The current minimum wage is $7.25/hr, and under the guise of that being not enough to live on (it works out to about $15,000/yr before taxes), there’s move afoot to raise the minimum—to anywhere between $9/hr and $15/hr.
I’ll ignore in this post the fact that the jobs that get minimum wage are low-skill and/or entry-level jobs whose product simply isn’t worth very much money. I’ll ignore, also, the fact that very few minimum wage earners have this job as their sole source of income—it’s a second job, intended to supplement the income from the primary job.
I want, instead, to propose a wholly radical idea: how about reducing regulations, especially for small businesses (the ones hardest hit by minimum wage laws) and lowering tax rates (of which min-wage earners aren’t paying much, but which taxes contribute to the cost of the goods min-wage earners are trying to buy)? Those tax and regulatory costs drive up our (which includes min-wage earners) cost of living, as the cost of the things we buy is driven by those regulatory and tax costs of doing business.
Here’s a brief look at (aggregated) regulation costs for small businesses. Daniel Sutter, a Professor of Economics at Troy University, had this information in a recent piece in the Troy Messenger:
…compliance [with Federal regulations] often requires spending on new equipment, signs, or other changes to workplaces. Both the Competitive Enterprise Institute and Small Business Administration estimate the cost of regulations at around $1.8 trillion. …this $1.8 trillion (largely hidden) cost of [Federal] regulatory compliance exceeds the revenue from Federal individual and corporate income taxes combined. It represents almost 12% of GDP, or nearly $15,000 per family, annually.

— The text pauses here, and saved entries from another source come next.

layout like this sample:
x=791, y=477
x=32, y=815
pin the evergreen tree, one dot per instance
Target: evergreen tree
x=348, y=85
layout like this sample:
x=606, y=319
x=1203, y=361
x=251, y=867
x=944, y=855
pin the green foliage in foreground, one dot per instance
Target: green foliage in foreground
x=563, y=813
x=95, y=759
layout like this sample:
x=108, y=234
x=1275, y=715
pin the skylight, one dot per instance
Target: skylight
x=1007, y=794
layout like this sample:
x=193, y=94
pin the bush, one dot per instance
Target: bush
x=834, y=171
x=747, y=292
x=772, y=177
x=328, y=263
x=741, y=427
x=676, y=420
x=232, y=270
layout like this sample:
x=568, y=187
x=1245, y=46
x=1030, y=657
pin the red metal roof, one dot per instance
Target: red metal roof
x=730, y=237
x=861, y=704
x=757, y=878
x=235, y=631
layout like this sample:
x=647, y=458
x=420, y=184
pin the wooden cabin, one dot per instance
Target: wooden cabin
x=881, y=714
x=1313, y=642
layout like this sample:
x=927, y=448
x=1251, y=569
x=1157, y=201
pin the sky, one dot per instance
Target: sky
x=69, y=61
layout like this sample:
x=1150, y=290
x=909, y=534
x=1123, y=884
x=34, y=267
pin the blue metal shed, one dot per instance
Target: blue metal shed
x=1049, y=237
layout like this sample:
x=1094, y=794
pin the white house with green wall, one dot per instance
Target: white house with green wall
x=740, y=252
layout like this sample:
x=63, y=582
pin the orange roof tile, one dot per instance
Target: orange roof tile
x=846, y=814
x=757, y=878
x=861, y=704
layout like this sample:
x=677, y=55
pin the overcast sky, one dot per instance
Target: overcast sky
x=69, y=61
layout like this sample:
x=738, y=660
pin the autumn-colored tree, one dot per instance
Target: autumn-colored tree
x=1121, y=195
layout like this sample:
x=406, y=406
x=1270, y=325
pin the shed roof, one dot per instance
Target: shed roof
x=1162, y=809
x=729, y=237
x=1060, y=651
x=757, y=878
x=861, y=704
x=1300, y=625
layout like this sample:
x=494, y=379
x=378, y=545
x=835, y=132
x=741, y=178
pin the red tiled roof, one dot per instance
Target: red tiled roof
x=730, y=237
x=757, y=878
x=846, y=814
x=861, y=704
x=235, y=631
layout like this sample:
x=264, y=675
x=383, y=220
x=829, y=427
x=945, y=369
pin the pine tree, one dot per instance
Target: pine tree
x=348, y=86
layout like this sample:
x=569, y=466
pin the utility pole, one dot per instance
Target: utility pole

There’re those $15,000, again. Also, that aggregate cost equals 10% of the current national debt.
Sutter also had this:
Automobile dealers, for example, must comply with over forty Federal regulations affecting every aspect of their business, from the showroom to the service bays.

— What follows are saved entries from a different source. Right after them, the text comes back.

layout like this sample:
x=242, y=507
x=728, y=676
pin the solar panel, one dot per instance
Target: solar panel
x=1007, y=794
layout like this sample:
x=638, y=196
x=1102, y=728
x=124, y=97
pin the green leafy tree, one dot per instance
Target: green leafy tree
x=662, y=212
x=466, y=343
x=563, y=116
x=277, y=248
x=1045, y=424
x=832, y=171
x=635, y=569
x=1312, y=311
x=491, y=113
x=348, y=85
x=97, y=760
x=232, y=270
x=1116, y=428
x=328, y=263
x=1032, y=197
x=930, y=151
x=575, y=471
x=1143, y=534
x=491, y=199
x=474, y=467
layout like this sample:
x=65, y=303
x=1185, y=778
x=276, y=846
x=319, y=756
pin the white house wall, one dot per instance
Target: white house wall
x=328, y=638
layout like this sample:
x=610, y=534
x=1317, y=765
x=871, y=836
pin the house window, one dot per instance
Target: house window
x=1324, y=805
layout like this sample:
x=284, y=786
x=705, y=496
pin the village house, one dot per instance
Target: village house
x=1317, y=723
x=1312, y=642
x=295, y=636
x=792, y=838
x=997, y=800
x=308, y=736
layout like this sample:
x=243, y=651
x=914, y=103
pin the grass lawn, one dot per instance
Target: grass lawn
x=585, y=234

They aren’t even allowed to run their own businesses without the Feds looking over their shoulder, telling them how to do so.
And it goes beyond compliance costs.
Regulation reduces the freedom of individuals and businesses to innovate or create new products. Regulation reduces productivity growth, ultimately reducing standards of living, and particularly burdens small businesses, which are the source of many new jobs. The greatest cost is likely the new products, services and businesses that are never created because of regulation.
Now, about those taxes….
The small business owner, rather than the business itself, typically pays the taxes on the business’ income, as that, and its costs, typically are passed through to him.
A small business might have an annual income of, oh, say, $500,000—and if it’s really successful, that’ll generate a profit of $50,000. Any salary he might take out of the business is on top of that, but let’s ignore salary and only concern ourselves with the income tax on that profit. On those $50k, he’ll pay roughly $8,400 in ordinary income tax—nearly 17% of that profit ultimately lost to the government—at 2013 single rates. At married, filing jointly, the bite will be roughly $6,600—13% of his profit lost.
Rather than raising the minimum wage, and pricing the worker out of the labor market, it’d be better to enable the existing wage to go farther by getting rid of all those Federal regulations, and their costs, and lowering tax rates.